To wrap up, the experiences we have had in the last two or three years are very promising. At the moment, there are 500 students working with the systems, 150 of them in a distance learning way, meaning that they receive knowledge from universities other than where they are located. There are more than 100 hours of multimedia lectures available in the system. In addition to our development of the system, there is a professional evaluation which is done by another professor in another university in Germany. And the first results are that the students accept these virtual services as customer-oriented support; there is no decline in the number of students in the classrooms, and I have never had more students than in these last two semesters. But there is a change in my lectures, from presenting knowledge or content to more discussion. Because now all the content is available in such a way that it is not necessary for me to repeat in an old-fashioned way all this content. But I can ask questions of the students, and I can discuss with them concrete problems, and I can talk about background, and I can do other things that I didn’t have time for in the formal setting.

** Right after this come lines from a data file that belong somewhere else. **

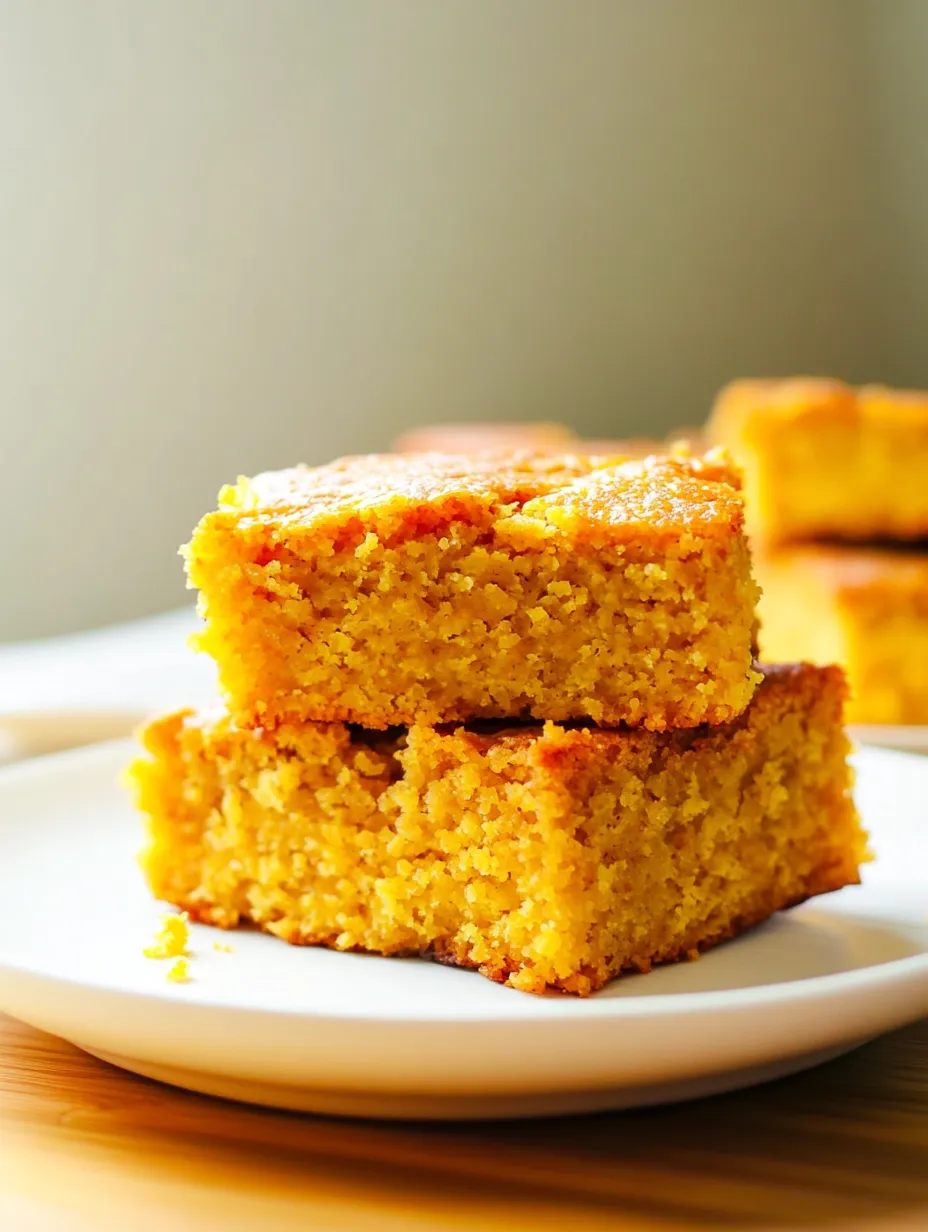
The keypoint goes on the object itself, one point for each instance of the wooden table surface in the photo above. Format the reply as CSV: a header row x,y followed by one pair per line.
x,y
85,1146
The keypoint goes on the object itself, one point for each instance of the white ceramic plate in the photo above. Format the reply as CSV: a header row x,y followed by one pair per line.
x,y
359,1035
911,737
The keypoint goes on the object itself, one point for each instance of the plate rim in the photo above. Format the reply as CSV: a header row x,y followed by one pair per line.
x,y
557,1008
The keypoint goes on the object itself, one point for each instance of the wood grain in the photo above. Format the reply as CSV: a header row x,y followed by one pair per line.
x,y
84,1146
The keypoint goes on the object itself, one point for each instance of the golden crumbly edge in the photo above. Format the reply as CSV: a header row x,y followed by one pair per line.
x,y
396,590
823,460
544,856
865,609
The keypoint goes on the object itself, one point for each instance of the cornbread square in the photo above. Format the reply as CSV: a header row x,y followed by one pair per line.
x,y
863,607
825,461
423,589
546,856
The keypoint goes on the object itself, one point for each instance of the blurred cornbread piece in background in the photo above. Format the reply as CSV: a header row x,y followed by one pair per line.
x,y
480,437
863,607
545,856
431,588
825,461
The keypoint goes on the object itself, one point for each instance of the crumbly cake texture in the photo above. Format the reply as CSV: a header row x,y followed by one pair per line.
x,y
545,856
433,588
865,609
826,461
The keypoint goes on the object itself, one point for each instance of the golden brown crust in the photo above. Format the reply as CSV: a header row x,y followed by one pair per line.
x,y
545,856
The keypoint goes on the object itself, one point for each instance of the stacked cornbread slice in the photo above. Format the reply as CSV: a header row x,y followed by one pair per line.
x,y
837,503
497,710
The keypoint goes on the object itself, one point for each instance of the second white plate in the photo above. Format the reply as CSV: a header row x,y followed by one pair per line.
x,y
358,1035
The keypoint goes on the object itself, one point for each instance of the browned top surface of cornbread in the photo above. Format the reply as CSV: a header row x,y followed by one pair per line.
x,y
431,588
399,495
545,855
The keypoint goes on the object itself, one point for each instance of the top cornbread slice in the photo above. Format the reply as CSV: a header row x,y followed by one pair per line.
x,y
825,461
397,589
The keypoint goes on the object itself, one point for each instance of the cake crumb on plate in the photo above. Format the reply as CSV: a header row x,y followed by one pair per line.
x,y
170,940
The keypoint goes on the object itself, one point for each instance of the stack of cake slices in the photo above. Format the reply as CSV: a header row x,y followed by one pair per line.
x,y
499,711
837,503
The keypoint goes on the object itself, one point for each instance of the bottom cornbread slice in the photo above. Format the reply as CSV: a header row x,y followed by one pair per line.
x,y
545,856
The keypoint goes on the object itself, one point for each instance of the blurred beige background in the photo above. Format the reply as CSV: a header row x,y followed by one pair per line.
x,y
238,234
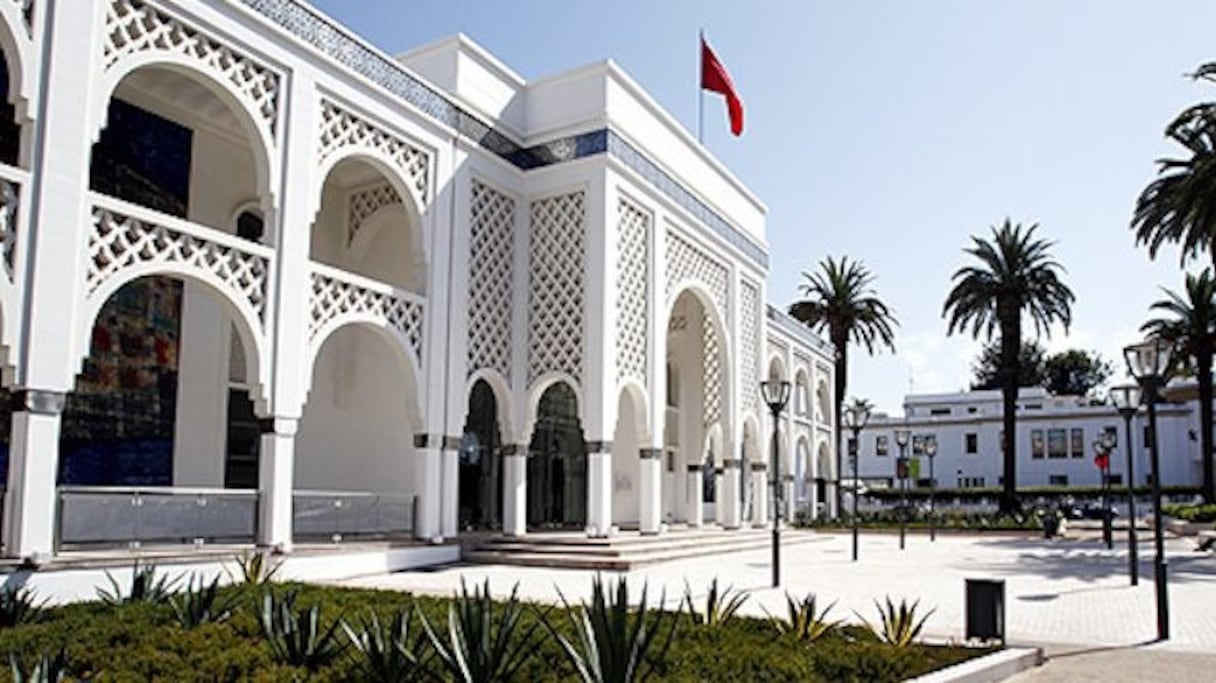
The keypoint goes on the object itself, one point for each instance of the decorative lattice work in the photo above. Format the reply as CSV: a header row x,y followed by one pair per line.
x,y
135,27
687,263
711,377
366,202
632,291
119,242
10,198
335,297
556,275
491,269
341,129
749,346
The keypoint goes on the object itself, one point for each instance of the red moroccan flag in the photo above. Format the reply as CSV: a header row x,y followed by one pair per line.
x,y
714,78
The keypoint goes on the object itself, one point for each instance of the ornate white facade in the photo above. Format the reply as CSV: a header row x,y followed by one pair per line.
x,y
438,246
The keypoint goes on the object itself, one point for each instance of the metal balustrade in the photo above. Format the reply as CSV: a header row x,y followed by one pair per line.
x,y
133,517
337,515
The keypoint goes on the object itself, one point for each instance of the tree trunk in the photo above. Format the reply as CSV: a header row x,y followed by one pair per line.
x,y
1011,345
842,372
1204,360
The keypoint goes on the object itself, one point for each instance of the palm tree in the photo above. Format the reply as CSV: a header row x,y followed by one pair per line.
x,y
1015,276
1180,205
1189,322
839,297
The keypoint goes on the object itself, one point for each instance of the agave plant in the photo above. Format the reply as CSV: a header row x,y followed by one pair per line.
x,y
45,669
721,605
18,605
146,587
384,652
804,620
900,625
201,603
255,569
483,644
614,645
296,636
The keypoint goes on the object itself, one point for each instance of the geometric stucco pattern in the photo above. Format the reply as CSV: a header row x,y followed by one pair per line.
x,y
342,129
632,291
556,277
135,27
491,271
687,263
749,346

So this is my general impression, that we are on the right track when we talk about evaluation, but we have to take into account that we are in the beginning stages of the new idea. Compare this with the year 1920, when somebody wanted to establish a benchmark between a movie and a theater. And he would ask, ‘Which of you has color?’ The theater would have said, ‘Yes, I have.’ The movie, no. ‘Who has sound?’ The theater, yes; the movie, just a piano player. But the power of the technology was already available. We have to look at this present situation in the same way, we cannot compare this Web-based training with our traditional way of educating, which has a history of hundreds of years. But we have to look ahead to the future, to the power of the technology and to the ways in which we can change the structure of our universities.
[Audience Question: Do you have any idea of costs for the resources?]
As for the normal costs, one hour of multimedia content costs between $25,000 and $50,000. But it depends on the degree of multimedia support. When you have to prepare movies and video tapes, and so on, then it’s very costly.